Why Cable Deregulation Is A Civil Rights Issue

Thursday, March 9, 2006
Guest Opinion: Bells hang up on civil rights
This guest opinion appears online only and not in the Tucson Citizen's print edition.

LILLIAN RODRIGUEZ-LOPEZ

Tucson Citizen

The giant telephone companies want to get into the cable television business in Arizona and elsewhere. But there is a catch.

Rather than play by the rules, they want to end the federal and local anti-discrimination protections that have helped to close the digital divide by making sure competition for the latest broadband and video services comes to Hispanic, African-American and working-class communities.

The 1996 Telecom Act changed the rules to let telephone companies compete with cable companies, but the Bells have refused to enter the market in any meaningful manner.

When you strip away the window dressing, what the phone companies really want is to repeal the anti-discrimination laws that are a central part of the 1984 and 1992 Cable Acts.

The law forbids communications companies that provide TV services from discriminating against certain neighborhoods. It requires such companies to serve every neighborhood, and to do so in a reasonable time frame.

In passing this anti-discrimination provision, a bipartisan Congress recognized the seminal importance that cable television plays in our culture and our economy.

By guarding against redlining and cherry-picking of only the well-to-do communities, the laws sought to ensure that our rich and diverse culture – as expressed through television news and entertainment – would be available to the broadest possible audience of Americans.

The phone companies argue that it takes them too much time to gain franchise agreements from local governments. But one carrier recently obtained a franchise in Fairfax County, Va., in 120 days.

They can do that everywhere if they will just follow the regulations.

Around Washington, D.C., one telephone company plans to build its latest services in affluent suburban communities, but not in the city of Washington or most of Prince George's County – both predominantly African-American communities.

A senior company official recently disparaged the local oversight rules that are intended to protect against discrimination as "Mickey Mouse" rules.

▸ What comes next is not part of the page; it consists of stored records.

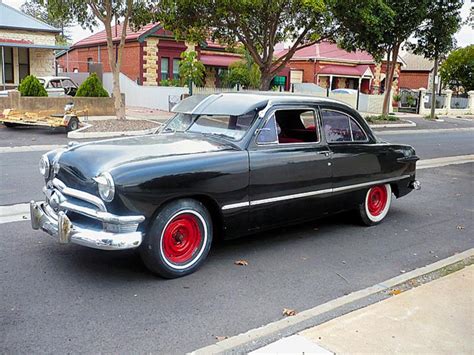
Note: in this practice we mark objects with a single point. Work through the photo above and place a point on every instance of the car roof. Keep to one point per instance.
(47, 78)
(237, 104)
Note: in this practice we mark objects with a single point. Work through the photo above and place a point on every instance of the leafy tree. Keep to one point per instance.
(89, 13)
(62, 20)
(92, 87)
(191, 69)
(245, 72)
(31, 86)
(378, 27)
(435, 36)
(458, 69)
(257, 24)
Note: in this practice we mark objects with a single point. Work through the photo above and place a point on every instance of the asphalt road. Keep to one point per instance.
(60, 299)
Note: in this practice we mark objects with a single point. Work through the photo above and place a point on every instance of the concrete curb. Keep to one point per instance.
(426, 130)
(277, 327)
(395, 125)
(79, 134)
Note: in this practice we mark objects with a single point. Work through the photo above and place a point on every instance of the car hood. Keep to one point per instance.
(89, 159)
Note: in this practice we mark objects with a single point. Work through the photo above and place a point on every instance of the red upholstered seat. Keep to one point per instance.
(289, 140)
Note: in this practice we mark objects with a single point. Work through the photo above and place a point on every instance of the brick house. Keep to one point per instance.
(329, 66)
(26, 47)
(151, 54)
(416, 73)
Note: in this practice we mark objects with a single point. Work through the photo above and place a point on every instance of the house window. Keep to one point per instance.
(165, 68)
(8, 64)
(23, 62)
(89, 62)
(176, 69)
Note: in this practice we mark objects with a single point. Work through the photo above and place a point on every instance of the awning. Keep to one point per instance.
(218, 60)
(344, 70)
(28, 45)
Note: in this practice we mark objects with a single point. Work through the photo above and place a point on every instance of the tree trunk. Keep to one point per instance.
(266, 81)
(433, 89)
(387, 100)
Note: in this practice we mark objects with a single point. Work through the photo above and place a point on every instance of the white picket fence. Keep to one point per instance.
(155, 97)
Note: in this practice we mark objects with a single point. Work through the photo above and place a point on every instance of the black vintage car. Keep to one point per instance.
(225, 165)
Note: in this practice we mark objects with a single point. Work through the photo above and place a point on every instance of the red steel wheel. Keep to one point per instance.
(179, 238)
(376, 200)
(182, 238)
(376, 204)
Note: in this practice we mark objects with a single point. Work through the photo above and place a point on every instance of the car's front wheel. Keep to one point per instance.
(376, 204)
(178, 240)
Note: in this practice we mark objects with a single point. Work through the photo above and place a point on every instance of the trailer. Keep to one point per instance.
(68, 120)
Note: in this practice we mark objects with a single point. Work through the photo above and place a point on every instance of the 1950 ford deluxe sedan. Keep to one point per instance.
(224, 165)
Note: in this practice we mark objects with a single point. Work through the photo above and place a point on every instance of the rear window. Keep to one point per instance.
(227, 126)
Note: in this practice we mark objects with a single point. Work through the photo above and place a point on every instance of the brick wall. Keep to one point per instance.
(308, 70)
(413, 79)
(46, 38)
(130, 61)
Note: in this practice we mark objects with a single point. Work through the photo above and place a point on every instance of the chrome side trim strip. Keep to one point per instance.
(290, 197)
(310, 193)
(235, 205)
(364, 184)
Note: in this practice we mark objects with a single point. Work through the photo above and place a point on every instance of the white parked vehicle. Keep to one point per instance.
(59, 85)
(55, 86)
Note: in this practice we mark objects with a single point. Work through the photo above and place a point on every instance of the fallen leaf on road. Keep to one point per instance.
(289, 312)
(241, 262)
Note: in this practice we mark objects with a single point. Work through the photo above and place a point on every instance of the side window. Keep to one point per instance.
(296, 126)
(357, 133)
(268, 133)
(340, 127)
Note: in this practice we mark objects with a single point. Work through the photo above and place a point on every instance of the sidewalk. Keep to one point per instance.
(436, 318)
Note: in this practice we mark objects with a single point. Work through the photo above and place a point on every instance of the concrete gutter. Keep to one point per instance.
(252, 339)
(394, 125)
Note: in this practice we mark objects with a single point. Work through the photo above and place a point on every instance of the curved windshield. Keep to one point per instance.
(227, 126)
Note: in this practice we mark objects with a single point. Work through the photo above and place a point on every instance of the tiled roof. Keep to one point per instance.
(101, 37)
(416, 62)
(14, 19)
(328, 50)
(357, 70)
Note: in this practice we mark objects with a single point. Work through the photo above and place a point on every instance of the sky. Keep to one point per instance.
(464, 37)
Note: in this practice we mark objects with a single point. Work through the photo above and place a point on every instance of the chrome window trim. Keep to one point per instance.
(310, 193)
(367, 140)
(277, 142)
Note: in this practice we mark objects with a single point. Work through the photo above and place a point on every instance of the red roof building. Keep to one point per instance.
(329, 66)
(151, 54)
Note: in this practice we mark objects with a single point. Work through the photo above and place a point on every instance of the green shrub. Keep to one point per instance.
(31, 86)
(92, 87)
(169, 82)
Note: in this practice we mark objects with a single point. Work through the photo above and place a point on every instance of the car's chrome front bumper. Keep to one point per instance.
(60, 227)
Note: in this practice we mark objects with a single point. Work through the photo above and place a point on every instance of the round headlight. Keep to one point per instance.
(44, 166)
(106, 187)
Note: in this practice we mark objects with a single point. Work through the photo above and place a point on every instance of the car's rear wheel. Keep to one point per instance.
(178, 240)
(376, 204)
(72, 125)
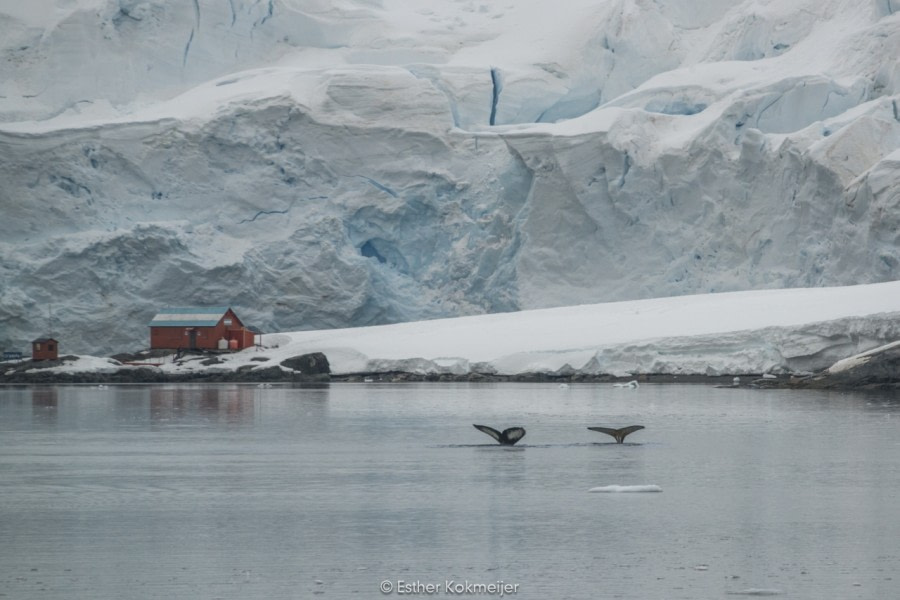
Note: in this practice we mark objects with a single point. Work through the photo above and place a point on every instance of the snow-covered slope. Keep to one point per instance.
(771, 331)
(354, 162)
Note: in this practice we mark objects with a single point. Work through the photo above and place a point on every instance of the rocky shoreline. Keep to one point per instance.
(878, 369)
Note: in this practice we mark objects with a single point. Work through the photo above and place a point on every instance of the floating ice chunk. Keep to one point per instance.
(631, 385)
(612, 489)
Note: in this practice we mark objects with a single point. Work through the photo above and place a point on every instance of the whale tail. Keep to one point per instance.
(618, 434)
(507, 437)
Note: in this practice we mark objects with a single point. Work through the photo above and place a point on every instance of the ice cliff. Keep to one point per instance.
(355, 162)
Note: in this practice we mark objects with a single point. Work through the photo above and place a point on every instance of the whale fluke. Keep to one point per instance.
(619, 434)
(507, 437)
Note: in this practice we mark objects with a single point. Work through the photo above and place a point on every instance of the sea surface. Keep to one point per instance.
(353, 490)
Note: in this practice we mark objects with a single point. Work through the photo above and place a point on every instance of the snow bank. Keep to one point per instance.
(324, 165)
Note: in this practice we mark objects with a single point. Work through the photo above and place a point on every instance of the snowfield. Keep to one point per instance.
(775, 331)
(353, 163)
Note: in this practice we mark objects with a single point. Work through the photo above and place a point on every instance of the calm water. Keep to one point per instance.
(203, 492)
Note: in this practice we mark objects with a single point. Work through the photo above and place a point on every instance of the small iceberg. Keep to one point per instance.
(631, 385)
(615, 489)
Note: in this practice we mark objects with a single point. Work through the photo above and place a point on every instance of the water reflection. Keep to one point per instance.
(234, 405)
(45, 405)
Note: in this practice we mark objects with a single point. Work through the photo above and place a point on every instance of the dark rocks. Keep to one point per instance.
(315, 363)
(876, 369)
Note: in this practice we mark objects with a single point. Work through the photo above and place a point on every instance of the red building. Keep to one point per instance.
(44, 349)
(199, 328)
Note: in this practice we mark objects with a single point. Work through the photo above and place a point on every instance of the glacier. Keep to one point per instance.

In New Jersey, initial plans for expansion do not seem to include low-income, ethnic or urban neighborhoods. Aren't these communities entitled to the freedom of choice and price as a result of business competition?

If the phone companies get their way, the digital divide may widen.

Many Hispanic and other traditionally underserved communities will lack parity of access to the competitive broadband technologies so critical for educational and professional advancement in today's world.

Here's the simple fact: Nothing is standing in the way of television companies nothing is standing in the way of television companies competing for cable services but the phone companies, which shouldn't be given the legal authority to discriminate. We welcome more competition and more choice, but only if every community can benefit.

Lillian Rodríguez-López is president of the Hispanic Federation.